Tuesday, 12 July 2016: 09:20
Location: Hörsaal 42 (Main Building)
Oral Presentation
Said ARJOMAND, State University of New York, Stony Brook, USA
Robert Redfield’s comparative Social Anthropology of Civilizations Project at the University of Chicago in the 1950s had its immediate impact on the study of Indian civilization. Its impact on the study of the Islamicate civilization was delayed, however, partly due to the premature death of Marshall Hodgson (1968) whose Venture of Islam was edited and published posthumously in 1974. Hodgson coined the term ‘Islamicate’ to describe the civilization that grew around Islam in the “agrarianate-citied” world region from the Nile to Oxus rivers, and “Persianate” to counter the heavy Arabist bias in the prevailing reading of Islam, integrated the study of heterodox Shi`ism and mainstream of orthodox Sunni Islam, and offered a number of useful historical typologies, notably, ‘caliphal absolutism’, the ‘military-patronage state’ and gunpowder empires.
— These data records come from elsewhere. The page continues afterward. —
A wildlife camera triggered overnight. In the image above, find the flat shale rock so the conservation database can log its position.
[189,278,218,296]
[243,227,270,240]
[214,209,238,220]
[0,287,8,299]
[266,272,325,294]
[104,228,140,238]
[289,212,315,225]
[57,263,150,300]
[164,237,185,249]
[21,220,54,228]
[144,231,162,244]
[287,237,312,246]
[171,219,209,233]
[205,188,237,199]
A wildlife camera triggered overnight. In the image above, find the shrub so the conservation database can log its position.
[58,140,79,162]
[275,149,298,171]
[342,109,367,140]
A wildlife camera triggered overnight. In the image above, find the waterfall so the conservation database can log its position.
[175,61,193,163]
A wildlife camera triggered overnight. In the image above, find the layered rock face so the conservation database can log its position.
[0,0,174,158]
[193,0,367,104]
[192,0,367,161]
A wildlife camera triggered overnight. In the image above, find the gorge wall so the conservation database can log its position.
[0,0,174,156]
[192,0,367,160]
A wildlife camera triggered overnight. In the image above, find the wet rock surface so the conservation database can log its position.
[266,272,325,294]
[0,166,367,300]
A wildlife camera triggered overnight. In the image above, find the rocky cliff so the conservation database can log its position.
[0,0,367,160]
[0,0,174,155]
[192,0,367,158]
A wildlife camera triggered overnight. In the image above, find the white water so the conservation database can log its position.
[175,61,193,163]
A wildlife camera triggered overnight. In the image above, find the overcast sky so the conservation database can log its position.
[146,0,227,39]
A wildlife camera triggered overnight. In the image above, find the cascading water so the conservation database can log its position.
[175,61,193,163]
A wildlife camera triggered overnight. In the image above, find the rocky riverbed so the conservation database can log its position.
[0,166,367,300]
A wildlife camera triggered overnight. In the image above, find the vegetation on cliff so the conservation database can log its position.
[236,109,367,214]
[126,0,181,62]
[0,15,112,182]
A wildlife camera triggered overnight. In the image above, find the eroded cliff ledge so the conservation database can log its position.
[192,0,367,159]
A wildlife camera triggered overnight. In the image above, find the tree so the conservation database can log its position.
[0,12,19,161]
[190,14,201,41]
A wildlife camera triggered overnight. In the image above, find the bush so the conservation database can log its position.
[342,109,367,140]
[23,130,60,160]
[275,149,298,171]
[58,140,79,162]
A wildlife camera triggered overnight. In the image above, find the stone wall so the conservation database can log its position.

Hodgson’s blind-spot was the role of nomadic polities and empires of conquest in the expansion and development of the Islamicate civilization. Meanwhile, the anthropologist Ernest Gellner was focusing on just that problem, drawing heavily on the work of Ibn Khaldun (d.1406) on the cycles of state formation, dynastic change and Islamic movements in nomadic Islamicate empires. In the 1980s, while developing his paradigm for axial civilizations, S.N. Eisenstadt tried his hands at producing a model of Islamicate axial civilization, combining the Khaldunian cycles of dynastic change with periodic oscillations between an Islamic primordial utopia and the historical reality of nomadic patrimonial sultanism, unexpectedly coexisting with an autonomous public sphere dominated by the ulema.